When The New York Times reports on President Obama’s foreign policy pronouncements, it treats rhetoric as reality.
A story in today’s paper, covering the administration’s “response” to North Korea’s missile test yesterday, gave the illusion of action in the face of international peril.
The Times reports that Obama called for new U.N. sanctions (which haven’t worked in the past). Our bold and decisive leader also “laid out a new approach to American nuclear disarmament policy — one intended to strengthen the United States and its allies in halting proliferation.”
Further down in the story, The Times explains that this “new approach” would consist of the United States reducing its stockpile of nuclear weapons and signing the Comprehensive Test Ban Treaty, strenuously resisted by Congress in the past.
In other words, if the United States voluntarily reduces its stockpile and limits its own weapons development, that will somehow convince our “reluctant allies” to begin enforcing sanctions against North Korea and Iran.
This The Times reported with a straight face.
But the reason the Europeans will have no part of trying to stop Kim Jong-il and Ahmadinejad is because they have the backbones of squid and will do literally anything to avoid a confrontation.
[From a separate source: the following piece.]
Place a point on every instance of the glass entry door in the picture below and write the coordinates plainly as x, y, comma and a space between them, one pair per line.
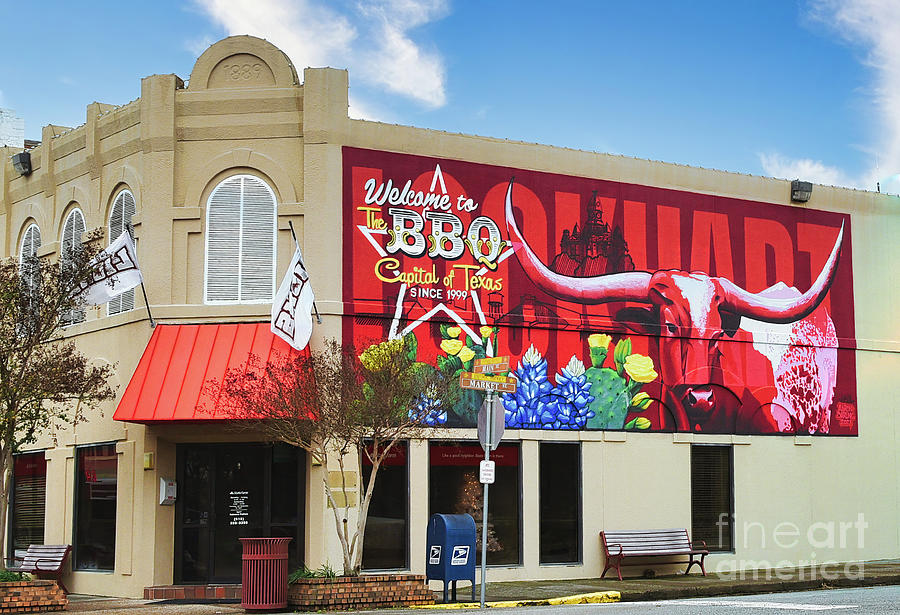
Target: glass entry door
232, 491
Obama thinks cutting the legs out from under our own nuclear program will impress the Europeans with our sincerity and motivate them to action — a laughable premise that The Times finds entirely persuasive.
To show just how clueless this administration is, Secretary of Defense Robert Gates is poised to announce deep cuts in our missile defense program — which The Times will also report as another stroke of genius by our action-oriented president.
Hey, maybe if we scrap our entire nuclear arsenal that will really demonstrate our sincerity and convince the Europeans to take their heads out of the sand. Maybe not.